Having never used Elinchrom equipment before, it took some testing to get the light ratios right. I did not use a light meter, but the histogram on the Nikon D700 worked just fine.
Please click on diagram for more studio lighting setups
Elinchrom Octa as soft main light
To light the whole body as well as getting even lighting on the white background (a seamless vinyl-like type) I put one of the Elinchrom RX600 in the biggest Octa they had, a 140 cm diameter. This light was placed camera left with the center at about 1.8 meter.
Adding some contrast
But I wanted some more contrast to it, so I placed the other in front of the Octa on a boom with a beautydish attached to it. I don’t have any photos with just the Octa, but I think that without it, the light on the faces would have been softer and with less contrast. See image below for relative placement of the two flashes.
Medium sized softboxes as rim lights
The two FX400 were placed at approx. 45 degrees angle on either side of the background, with medium sized softboxes (60 x 60 cm), pointed at the model’s back. Again, maybe not so visible in this shot, except for the light on the model’s left side of his face.
Seamless cyc background
The cyc was not lit separately, only the light from the main light made the white background light grey. I tried lighting it with the rim lights first, but the distance was a bit too short to get it right. That kind of lighting is (in my opinion) hard to do without a light meter or checking the photos on the computer, the camera display is not really much help in showing if it going to look good or not.
You can see what effect I used on the different flashes in the setup diagram, but I don’t know what it translates to in Wattseconds (Ws) or any other measure. Sorry.

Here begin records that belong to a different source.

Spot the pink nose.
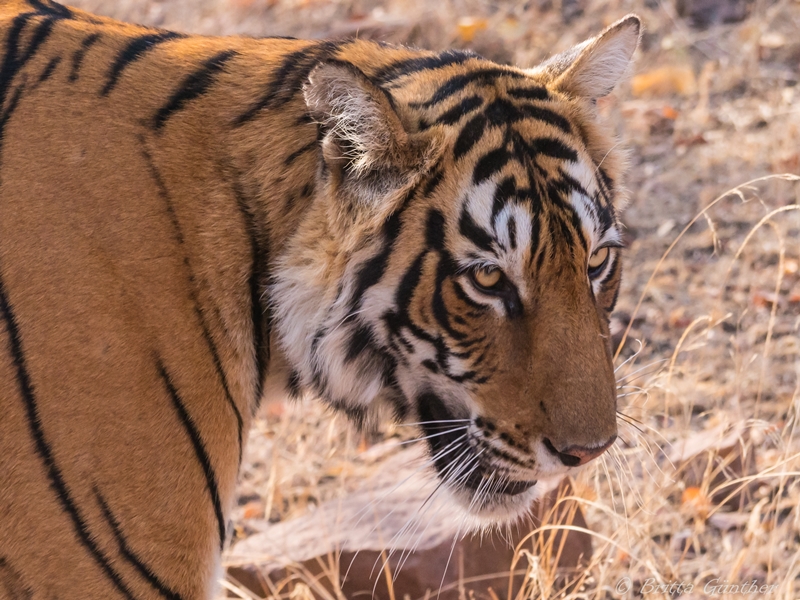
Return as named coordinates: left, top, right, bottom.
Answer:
left=544, top=434, right=617, bottom=467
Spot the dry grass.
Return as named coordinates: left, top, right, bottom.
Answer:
left=67, top=0, right=800, bottom=599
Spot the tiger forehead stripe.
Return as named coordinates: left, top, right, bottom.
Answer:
left=409, top=67, right=526, bottom=108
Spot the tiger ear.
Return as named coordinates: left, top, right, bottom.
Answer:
left=533, top=15, right=642, bottom=98
left=303, top=61, right=424, bottom=212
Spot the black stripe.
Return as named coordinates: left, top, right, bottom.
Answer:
left=410, top=68, right=526, bottom=108
left=100, top=31, right=185, bottom=96
left=36, top=56, right=61, bottom=86
left=286, top=371, right=303, bottom=400
left=601, top=256, right=622, bottom=313
left=472, top=148, right=512, bottom=185
left=28, top=0, right=72, bottom=19
left=234, top=42, right=341, bottom=126
left=92, top=486, right=181, bottom=600
left=492, top=177, right=524, bottom=227
left=153, top=50, right=237, bottom=131
left=0, top=13, right=59, bottom=142
left=283, top=140, right=319, bottom=167
left=233, top=171, right=271, bottom=412
left=139, top=138, right=244, bottom=464
left=518, top=105, right=572, bottom=133
left=453, top=115, right=486, bottom=160
left=425, top=209, right=445, bottom=251
left=373, top=50, right=477, bottom=84
left=19, top=17, right=56, bottom=64
left=350, top=184, right=416, bottom=313
left=529, top=210, right=542, bottom=265
left=436, top=96, right=483, bottom=125
left=69, top=33, right=100, bottom=82
left=528, top=138, right=578, bottom=162
left=156, top=360, right=225, bottom=548
left=431, top=251, right=467, bottom=340
left=344, top=324, right=375, bottom=363
left=506, top=87, right=550, bottom=100
left=0, top=251, right=134, bottom=600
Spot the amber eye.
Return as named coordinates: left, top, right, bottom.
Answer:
left=589, top=246, right=610, bottom=275
left=472, top=267, right=503, bottom=290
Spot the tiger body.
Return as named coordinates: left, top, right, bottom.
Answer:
left=0, top=0, right=638, bottom=599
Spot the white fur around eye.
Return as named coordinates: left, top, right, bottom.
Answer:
left=473, top=268, right=500, bottom=288
left=589, top=247, right=609, bottom=269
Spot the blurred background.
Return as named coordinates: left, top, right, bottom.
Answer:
left=71, top=0, right=800, bottom=600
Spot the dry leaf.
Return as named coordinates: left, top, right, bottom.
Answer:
left=458, top=17, right=488, bottom=42
left=242, top=500, right=264, bottom=519
left=753, top=290, right=778, bottom=308
left=631, top=67, right=697, bottom=96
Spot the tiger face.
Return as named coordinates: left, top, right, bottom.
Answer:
left=271, top=17, right=640, bottom=522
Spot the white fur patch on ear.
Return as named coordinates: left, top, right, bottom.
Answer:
left=303, top=63, right=405, bottom=177
left=544, top=15, right=642, bottom=98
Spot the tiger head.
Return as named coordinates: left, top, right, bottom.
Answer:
left=271, top=16, right=640, bottom=522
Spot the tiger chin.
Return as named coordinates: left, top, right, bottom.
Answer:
left=0, top=0, right=640, bottom=599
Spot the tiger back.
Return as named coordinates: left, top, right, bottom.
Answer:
left=0, top=0, right=639, bottom=599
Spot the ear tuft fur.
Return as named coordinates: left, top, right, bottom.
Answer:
left=303, top=62, right=407, bottom=178
left=534, top=15, right=642, bottom=98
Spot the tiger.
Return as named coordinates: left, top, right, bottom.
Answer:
left=0, top=0, right=641, bottom=599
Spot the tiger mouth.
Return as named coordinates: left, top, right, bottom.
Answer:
left=419, top=393, right=537, bottom=498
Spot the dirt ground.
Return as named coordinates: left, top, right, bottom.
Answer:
left=65, top=0, right=800, bottom=599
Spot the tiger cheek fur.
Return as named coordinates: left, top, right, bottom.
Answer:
left=0, top=0, right=639, bottom=599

Key light (RX 600 + Octa): Setting 2.4
Fill light (RX600 + beautydish): Setting 3.0
Rim lights (2 x RX400 + softboxes): Setting 2.0
Developed in Nikon Capture NX2 and some minor adjustments made in Photoshop, nothing more. Mostly to even out the light on the background, but I left a little shadow at the top left corner just to make it look a bit less sterile.

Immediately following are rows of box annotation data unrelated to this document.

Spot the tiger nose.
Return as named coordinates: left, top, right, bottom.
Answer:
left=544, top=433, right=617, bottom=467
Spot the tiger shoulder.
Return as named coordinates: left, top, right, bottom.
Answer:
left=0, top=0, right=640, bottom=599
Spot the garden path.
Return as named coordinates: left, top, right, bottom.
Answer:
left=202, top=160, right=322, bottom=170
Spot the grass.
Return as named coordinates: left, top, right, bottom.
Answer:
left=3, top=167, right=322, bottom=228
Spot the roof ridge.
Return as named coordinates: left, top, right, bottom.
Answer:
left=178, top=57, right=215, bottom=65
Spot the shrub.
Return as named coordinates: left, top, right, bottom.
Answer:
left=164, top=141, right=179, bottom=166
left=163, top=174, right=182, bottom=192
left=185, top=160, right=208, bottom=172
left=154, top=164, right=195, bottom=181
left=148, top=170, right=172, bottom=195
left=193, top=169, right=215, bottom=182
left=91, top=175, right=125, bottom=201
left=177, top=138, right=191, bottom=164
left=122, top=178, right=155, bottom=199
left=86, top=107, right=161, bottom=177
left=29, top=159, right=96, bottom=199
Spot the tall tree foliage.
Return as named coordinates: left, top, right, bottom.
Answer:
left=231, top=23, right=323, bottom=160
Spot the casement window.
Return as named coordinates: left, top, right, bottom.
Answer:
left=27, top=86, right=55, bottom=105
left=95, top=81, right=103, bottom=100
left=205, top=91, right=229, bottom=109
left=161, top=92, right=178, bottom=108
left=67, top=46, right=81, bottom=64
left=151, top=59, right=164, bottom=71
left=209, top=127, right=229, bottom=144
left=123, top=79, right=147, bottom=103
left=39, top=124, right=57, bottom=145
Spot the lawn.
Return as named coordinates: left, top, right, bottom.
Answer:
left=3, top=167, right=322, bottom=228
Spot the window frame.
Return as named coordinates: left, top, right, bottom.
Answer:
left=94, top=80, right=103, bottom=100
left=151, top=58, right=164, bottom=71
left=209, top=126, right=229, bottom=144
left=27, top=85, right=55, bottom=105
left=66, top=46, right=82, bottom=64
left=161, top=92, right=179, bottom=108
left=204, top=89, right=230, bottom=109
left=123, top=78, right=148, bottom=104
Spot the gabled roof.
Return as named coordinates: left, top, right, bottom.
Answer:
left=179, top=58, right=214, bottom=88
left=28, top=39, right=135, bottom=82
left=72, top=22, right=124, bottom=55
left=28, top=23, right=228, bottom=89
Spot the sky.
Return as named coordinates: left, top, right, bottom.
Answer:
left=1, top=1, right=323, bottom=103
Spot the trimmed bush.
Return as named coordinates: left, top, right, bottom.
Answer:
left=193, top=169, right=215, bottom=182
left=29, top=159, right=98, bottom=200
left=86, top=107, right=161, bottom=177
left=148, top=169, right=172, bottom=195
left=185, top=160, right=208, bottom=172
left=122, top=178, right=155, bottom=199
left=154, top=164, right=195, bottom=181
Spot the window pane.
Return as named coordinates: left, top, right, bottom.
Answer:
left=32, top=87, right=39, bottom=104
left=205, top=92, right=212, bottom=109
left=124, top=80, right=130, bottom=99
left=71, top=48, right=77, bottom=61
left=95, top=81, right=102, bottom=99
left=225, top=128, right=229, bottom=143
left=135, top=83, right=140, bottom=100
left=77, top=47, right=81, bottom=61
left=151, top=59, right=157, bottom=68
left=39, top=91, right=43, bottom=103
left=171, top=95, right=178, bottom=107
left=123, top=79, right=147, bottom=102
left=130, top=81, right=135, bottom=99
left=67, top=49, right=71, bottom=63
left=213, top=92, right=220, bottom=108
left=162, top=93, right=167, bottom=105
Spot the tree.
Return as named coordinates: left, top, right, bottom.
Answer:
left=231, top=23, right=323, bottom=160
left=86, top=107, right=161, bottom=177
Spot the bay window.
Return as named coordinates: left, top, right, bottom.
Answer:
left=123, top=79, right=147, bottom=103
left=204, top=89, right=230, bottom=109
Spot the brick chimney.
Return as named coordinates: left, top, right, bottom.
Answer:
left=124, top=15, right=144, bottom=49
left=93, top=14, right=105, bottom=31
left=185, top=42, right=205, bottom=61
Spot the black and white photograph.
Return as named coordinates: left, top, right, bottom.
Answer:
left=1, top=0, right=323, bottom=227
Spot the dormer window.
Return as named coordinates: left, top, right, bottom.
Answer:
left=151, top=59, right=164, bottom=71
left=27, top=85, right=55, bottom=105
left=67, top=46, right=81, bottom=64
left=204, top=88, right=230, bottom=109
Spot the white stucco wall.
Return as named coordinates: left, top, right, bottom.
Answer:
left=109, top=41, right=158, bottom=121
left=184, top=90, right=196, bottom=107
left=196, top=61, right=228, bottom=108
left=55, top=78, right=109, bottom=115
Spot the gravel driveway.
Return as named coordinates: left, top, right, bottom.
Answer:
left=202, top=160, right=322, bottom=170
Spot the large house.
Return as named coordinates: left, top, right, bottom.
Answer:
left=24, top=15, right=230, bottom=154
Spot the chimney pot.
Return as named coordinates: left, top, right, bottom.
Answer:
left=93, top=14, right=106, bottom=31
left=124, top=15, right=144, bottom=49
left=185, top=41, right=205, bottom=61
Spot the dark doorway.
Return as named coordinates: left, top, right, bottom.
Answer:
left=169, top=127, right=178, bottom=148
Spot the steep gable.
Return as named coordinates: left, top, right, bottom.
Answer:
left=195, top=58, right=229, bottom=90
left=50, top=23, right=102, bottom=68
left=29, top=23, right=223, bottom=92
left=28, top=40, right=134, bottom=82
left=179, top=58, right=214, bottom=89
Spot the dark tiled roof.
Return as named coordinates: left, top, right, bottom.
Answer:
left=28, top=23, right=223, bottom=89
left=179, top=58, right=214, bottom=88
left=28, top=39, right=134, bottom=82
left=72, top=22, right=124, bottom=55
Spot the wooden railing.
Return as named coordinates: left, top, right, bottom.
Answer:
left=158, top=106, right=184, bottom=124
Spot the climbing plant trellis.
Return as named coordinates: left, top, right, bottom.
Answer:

As always I used my Nikon D700 but not with the trusty old 85mm/1.4 this time (it wouldn’t give me full length portraits in the relatively short distance between me and my models). Instead I used a 24-70/2.8 zoom that allowed me to be a bit more flexible, even though I like the 85mm better for studio portraits.
Lighting setup diagram based on Kevin Kertz design.
An incredible wealth of information. One of my new favourite blogs and photographers, dynamic and exciting. Look forward to reading more. Thank you Strefan.
Thank you for your informative posts Stefan. You have a way of clearly explaining your lighting setups that makes it very easy to digest. I appreciate how you break up your descriptions to reinforce the effects of each light group in your setup. The diagrams are wonderfully educational as well.
Definitely one of my new favorite blogs. Please keep up the good work.
Thanks for you comments, I will try to keep it a little shorter next time, and maybe use more photos as illustrations. Glad you liked it, and don’t hesitate to contact me here if you have any questions.
Thanks for the tips and all the info.